October 22, Ordinary 29A (Matthew 22:15-22)
It's important to note what Jesus does not say about the Roman coin.
This week’s Gospel reading drops me into territory I don’t want to enter or navigate. Months into the Trump administration, I am tired, discouraged, bewildered, and afraid. I say this as a woman who finds the president’s misogyny inexcusable, as a person of color who is terrified by his casual racism, as a parent who cannot stomach the indecency my children are being exposed to, and as a daughter of immigrants who dares not take America’s welcome for granted.
But I also write in the full awareness that I have Christian friends, family members, and readers who hold radically different political views than I do—and to whom I owe every bit of love, respect, and faithfulness I can muster, quite apart from politics.
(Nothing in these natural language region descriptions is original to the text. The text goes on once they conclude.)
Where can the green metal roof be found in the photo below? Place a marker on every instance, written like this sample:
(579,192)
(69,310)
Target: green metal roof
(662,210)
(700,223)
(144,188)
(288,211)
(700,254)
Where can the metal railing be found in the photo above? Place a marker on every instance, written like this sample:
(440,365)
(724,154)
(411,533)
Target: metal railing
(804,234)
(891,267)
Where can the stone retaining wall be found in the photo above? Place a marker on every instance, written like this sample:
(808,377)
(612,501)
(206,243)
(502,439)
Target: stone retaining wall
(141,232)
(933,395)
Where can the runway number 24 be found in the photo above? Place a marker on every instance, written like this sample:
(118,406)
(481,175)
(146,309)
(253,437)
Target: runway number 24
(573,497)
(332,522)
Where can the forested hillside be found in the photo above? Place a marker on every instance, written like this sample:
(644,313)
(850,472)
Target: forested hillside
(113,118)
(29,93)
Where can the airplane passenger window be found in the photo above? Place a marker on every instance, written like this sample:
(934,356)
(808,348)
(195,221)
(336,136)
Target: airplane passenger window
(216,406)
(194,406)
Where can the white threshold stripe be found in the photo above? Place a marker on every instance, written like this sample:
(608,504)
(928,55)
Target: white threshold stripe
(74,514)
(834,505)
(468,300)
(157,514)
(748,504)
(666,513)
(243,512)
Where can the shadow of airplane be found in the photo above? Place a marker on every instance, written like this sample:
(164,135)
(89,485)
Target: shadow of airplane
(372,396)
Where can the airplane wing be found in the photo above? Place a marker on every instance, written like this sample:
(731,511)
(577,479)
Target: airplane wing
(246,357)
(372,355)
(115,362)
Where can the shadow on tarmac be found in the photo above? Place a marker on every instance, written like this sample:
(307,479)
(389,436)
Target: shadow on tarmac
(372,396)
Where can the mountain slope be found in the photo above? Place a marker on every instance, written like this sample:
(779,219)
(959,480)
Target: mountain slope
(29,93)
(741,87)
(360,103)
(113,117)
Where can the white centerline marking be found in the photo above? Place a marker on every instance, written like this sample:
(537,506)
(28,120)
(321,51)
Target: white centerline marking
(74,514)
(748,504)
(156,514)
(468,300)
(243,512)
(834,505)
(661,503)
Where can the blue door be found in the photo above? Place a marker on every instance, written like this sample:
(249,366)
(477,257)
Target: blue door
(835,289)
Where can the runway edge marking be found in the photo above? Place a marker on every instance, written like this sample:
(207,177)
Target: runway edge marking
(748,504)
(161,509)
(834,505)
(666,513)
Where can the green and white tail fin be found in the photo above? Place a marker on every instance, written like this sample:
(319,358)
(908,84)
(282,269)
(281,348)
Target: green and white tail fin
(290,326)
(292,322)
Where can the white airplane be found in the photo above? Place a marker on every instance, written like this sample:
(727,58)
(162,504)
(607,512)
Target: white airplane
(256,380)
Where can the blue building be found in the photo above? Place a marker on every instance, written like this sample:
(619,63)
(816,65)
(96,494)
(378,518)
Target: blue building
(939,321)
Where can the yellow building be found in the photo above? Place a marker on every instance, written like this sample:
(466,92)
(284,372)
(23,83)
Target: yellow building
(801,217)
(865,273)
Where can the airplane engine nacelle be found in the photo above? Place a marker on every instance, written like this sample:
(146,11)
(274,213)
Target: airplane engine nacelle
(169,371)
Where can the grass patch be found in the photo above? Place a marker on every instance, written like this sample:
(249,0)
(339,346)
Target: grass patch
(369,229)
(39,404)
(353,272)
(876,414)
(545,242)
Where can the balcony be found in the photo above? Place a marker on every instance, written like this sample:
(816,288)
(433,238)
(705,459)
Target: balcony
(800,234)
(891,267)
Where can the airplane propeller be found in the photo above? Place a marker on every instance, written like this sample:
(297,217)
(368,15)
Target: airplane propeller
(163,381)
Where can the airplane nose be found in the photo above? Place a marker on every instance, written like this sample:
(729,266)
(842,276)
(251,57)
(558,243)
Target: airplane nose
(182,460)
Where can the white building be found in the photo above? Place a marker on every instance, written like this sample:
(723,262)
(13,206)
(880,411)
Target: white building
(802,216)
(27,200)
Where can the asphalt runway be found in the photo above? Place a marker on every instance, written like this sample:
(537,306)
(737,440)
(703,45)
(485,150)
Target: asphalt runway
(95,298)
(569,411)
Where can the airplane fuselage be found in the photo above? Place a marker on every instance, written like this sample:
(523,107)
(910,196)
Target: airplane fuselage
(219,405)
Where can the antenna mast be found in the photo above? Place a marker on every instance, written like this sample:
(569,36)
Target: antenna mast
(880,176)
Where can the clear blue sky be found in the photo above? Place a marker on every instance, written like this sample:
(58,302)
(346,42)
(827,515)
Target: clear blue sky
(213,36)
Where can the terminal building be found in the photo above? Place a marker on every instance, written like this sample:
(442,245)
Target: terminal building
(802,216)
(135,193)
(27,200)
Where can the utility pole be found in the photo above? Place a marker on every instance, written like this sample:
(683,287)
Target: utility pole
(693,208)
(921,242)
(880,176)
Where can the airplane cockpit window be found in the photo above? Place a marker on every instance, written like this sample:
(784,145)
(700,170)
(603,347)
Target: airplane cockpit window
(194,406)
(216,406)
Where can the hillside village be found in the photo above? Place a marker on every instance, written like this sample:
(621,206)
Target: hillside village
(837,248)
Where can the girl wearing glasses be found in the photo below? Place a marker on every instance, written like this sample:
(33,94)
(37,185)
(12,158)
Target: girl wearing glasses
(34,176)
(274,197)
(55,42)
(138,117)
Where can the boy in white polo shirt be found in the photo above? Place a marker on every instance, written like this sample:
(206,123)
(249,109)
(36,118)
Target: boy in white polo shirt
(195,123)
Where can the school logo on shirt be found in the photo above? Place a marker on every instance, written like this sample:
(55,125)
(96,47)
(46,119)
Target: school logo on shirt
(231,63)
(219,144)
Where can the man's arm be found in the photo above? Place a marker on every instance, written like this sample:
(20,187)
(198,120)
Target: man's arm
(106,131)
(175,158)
So I’m struggling to find a way forward, struggling to do what Jesus asks of me in this week’s Gospel lesson: “Give to the emperor the things that are the emperor’s, and to God the things that are God’s.”
On its face, this passage from Matthew’s Gospel is about taxation. The Pharisees and the Herodians attempt to entrap Jesus with a clever question: “Is it lawful to pay taxes to the emperor, or not?” The Pharisees see the tribute tax as a heretical and antinationalist capitulation to a pagan emperor, while the Herodians see refusing to pay the tax as sedition. Answering this yes-no question is a lose-lose proposition.